Notre Dame had the No. 1 class in 2008, but the Irish would end the 2011 season at 8-5. Florida had the top-ranked class of 2007, but the Gators finished 8-5 in 2010. USC had the No. 1 class in 2006, but its 2009 team went 9-4. 

The point is that elite players can help a team, but they don't translate to BCS success. More often than not, the head coach is a more reliable predictor of BCS success. 

Boise State head coach Chris Petersen has never had a Top 20 recruiting class—his best was a No. 54 in 2011. Yet Petersen took his 2006 Broncos to a 13-0 season, including a 43-42, overtime Fiesta Bowl victory over Oklahoma.

Most analysts didn't point to talent as the reason for Boise State's success. It was generally assumed that Petersen coached up the talent he had. And that's probably why Petersen's name is consistently rumored to be on every athletic directors' short list when a job opening occurs. 

It's not just about recognizing talent at the high school level—it's about developing that talent as well. 

Charlie Weis was Notre Dame's head coach from 2005-2009. Weis had three Top 5 recruiting classes, including the No. 1 class of 2008. Yet Weis was dismissed from Notre Dame with a 35-27 record because he failed to develop that 4- and 5-star talent into elite teams.

Florida State's last four recruiting classes have all been ranked in the Top 10, yet the Seminoles have failed to punch their ticket to the BCS title game. The Seminoles' best showing under head coach Jimbo Fisher has been a 2013 Orange Bowl victory over Northern Illinois.

Fisher has only been at Florida State for three years, but expectations have been high due to the exceptional talent on the team. If a BCS title-game berth doesn't materialize this season, Fisher's job could be in jeopardy. 

Without great coaching, most elite high school players will not develop into elite college football players. Many 5-star athletes turn into college football busts, while lightly recruited players turn into superstars.

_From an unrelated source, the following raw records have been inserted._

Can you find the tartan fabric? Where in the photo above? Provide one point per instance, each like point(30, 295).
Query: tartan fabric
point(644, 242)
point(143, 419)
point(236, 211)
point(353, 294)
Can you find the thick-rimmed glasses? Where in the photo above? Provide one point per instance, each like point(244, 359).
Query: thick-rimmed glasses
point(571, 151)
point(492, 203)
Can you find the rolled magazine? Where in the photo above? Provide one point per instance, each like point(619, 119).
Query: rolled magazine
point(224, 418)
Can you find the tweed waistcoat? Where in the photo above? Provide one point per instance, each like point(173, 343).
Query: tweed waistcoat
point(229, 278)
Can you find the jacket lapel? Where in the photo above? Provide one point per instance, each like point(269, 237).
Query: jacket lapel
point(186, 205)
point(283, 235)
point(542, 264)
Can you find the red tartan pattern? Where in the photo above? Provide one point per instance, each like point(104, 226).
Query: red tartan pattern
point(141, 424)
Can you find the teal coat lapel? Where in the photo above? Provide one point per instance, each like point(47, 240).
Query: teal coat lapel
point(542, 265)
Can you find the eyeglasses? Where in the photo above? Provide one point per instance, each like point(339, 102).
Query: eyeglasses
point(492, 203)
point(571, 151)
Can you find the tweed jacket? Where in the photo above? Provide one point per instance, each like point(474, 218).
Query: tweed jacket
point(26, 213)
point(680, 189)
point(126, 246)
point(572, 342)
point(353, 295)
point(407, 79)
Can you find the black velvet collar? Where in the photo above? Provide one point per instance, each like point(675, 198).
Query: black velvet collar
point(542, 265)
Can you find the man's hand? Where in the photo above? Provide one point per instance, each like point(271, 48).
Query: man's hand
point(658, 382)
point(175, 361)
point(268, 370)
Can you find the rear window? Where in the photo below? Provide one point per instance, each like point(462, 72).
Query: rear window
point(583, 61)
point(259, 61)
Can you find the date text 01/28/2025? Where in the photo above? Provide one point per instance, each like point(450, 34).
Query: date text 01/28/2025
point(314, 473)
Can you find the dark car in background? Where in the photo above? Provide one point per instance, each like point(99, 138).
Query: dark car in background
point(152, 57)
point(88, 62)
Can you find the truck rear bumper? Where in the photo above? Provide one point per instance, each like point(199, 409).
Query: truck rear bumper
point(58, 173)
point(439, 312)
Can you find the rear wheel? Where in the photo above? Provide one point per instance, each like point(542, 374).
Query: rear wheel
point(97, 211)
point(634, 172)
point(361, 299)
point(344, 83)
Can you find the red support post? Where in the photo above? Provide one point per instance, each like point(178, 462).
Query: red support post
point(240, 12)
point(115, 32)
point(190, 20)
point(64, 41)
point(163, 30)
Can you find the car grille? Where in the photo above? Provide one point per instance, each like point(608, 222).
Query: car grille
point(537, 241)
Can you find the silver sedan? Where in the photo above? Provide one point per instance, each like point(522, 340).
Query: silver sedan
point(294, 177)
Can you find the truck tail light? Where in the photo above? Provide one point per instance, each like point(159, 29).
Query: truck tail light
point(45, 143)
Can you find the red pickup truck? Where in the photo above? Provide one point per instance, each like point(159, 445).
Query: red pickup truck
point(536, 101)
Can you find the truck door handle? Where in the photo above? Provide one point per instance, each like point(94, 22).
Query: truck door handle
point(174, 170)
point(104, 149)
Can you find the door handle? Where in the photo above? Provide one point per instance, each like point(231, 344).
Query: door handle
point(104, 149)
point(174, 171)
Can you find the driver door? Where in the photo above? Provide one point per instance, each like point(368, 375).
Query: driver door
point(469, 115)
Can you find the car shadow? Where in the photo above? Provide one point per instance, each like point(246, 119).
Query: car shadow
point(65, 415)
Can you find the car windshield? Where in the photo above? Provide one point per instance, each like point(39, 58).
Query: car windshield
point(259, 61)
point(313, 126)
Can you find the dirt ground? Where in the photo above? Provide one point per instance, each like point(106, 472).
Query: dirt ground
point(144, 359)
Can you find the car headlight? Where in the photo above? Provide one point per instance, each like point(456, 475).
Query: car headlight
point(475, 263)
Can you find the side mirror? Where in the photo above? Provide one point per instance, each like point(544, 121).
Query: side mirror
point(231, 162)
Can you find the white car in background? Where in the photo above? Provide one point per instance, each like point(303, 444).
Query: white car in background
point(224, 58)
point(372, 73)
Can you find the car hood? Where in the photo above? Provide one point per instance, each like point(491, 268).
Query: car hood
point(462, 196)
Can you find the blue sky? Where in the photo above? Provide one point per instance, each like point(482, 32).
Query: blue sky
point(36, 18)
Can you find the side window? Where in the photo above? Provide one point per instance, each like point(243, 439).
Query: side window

Central Michigan tackle Eric Fisher was taken as the No. 1 overall pick by Kansas City in the 2013 NFL draft. Fisher couldn't even muster a 1-star rating as a high school prospect. Were the scouts wrong about him? Maybe, but clearly Fisher was coached up in college.

A head coach is the reason for a team's BCS success. Former Auburn quarterback Cam Newton may be an exception to our premise, but generally speaking, the head coach deserves the credit.  

Saban may be blessed with incredible talent, but his style of coaching lures that talent to Alabama.

He is the one who creates well-disciplined teams. He is the one who demands perfection in every game. He is the one who keeps sending his players off to the NFL. 

And he is the one who keeps winning BCS titles.